Maintenance is relatively low. Typically you're looking at using diesel engines, which are low maintenance. The airframe is obviously not an issue. You do have to have an inspection. Those ten days you're spending in the hangar include seven days for an annual end-to-end inspection. It has to have it annually.
The regulations for airplanes, which may be the same for the airships, say that every thousand hours, or whatever that number is, you have to go in for a check-over. There are certain checks that go along with that, and the regulations follow that, except, again, in Canada. Since we have no experience, and we have no airships, we really have no regulations like that.

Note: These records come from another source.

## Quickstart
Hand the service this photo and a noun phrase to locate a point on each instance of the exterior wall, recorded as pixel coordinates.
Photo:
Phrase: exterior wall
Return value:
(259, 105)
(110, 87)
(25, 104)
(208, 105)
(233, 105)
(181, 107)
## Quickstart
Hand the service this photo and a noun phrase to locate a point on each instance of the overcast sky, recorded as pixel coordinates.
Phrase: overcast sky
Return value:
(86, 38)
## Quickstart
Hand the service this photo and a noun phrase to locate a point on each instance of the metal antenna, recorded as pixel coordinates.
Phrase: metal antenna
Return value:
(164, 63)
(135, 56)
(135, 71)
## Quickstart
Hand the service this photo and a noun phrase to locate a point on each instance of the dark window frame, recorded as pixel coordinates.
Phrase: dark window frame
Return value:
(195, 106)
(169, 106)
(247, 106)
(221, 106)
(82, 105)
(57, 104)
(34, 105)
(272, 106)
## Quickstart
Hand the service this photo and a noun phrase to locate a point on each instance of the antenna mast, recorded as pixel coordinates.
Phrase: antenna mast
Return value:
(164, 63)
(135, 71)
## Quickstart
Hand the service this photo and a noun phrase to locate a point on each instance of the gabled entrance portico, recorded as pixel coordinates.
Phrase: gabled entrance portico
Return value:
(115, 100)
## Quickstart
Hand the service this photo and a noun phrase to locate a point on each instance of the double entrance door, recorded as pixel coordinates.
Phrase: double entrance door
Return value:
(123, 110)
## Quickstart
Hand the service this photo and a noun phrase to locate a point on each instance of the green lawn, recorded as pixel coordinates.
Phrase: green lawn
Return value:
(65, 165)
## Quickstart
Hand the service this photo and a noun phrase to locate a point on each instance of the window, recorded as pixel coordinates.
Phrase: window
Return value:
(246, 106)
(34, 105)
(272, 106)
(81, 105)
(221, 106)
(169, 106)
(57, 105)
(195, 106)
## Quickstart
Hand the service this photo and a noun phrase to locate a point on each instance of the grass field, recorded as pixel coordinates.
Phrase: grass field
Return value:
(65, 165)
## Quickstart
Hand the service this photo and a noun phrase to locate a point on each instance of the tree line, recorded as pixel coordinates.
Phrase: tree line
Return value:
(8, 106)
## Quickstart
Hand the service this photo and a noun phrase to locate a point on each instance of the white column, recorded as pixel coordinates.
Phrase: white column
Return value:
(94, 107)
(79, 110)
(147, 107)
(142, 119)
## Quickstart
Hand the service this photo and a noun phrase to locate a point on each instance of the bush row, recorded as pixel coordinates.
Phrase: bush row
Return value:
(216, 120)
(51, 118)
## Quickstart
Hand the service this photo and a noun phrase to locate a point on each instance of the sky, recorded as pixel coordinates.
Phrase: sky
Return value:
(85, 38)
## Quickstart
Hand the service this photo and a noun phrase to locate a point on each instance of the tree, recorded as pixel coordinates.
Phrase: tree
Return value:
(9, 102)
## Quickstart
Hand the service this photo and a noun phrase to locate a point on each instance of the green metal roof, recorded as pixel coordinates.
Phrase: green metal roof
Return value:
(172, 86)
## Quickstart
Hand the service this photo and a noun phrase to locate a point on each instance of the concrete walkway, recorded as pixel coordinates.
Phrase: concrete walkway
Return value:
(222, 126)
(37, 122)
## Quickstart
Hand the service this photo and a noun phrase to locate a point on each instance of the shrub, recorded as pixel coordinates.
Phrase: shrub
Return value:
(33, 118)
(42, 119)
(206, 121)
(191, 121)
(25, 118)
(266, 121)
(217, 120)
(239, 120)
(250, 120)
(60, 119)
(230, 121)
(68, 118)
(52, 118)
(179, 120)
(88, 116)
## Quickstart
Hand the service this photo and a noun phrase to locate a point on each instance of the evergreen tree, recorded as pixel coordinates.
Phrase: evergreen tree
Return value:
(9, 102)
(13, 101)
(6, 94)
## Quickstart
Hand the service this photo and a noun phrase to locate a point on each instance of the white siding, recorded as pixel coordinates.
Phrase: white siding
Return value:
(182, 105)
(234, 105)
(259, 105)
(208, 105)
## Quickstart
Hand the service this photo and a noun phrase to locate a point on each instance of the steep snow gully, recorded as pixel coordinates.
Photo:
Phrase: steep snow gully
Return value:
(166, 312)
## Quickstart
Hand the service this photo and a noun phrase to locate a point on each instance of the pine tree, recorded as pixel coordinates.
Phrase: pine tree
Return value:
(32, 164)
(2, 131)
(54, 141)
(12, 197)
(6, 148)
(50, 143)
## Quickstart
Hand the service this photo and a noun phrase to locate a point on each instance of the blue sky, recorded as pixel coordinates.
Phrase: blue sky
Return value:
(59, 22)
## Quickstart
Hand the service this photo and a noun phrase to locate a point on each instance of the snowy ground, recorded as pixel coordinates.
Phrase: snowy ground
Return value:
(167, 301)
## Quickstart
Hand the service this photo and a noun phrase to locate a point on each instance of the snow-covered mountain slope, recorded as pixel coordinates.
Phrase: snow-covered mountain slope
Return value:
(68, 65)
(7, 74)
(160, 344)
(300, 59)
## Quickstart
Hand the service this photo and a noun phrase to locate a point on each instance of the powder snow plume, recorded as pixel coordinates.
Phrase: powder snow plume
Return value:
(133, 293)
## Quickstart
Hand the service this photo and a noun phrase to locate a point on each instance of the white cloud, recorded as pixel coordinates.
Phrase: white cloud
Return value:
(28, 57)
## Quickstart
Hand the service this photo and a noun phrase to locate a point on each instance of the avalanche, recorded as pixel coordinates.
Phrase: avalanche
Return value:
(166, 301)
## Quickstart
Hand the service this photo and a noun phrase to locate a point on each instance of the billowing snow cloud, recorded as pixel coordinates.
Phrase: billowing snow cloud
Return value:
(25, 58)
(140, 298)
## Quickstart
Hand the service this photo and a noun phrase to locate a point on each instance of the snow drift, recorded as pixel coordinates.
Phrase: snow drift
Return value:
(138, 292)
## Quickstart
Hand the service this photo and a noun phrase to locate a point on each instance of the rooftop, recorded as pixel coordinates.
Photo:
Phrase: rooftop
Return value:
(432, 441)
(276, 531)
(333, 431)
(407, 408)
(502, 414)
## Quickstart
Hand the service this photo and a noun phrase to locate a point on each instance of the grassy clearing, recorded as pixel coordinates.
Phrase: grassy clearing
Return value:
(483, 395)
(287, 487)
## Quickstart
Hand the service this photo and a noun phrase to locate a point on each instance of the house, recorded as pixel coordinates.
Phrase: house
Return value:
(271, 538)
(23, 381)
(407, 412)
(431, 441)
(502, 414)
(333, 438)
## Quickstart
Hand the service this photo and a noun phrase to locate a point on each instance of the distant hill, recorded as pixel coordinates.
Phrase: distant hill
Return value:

In fact, this may be an opportunity for us. I don't suggest that we simply carbon copy what's been done in other places. We should look and see what's reasonable for Canada to do, because these are not the same as airplanes.
These are different vehicles. They don't fall out of the sky when the engines quit. They float around. You can come down to earth safely by releasing the emergency valves. They don't have the same kinds of pilot requirements in the sense that it's kind of a boring job, being an airship pilot, because you move pretty slowly. You're going along. It's not very exciting, as it would be in an airplane.
The regulations need to be developed specifically for this technology and not just carbon copied from someplace else.
To give you an example, again, my view is that with $100 million, you could buy three airships, the 20-tonne size, and have a hangar. That's enough to get started. That's a relatively low number compared to what it would cost to start up an airplane operation of a similar size.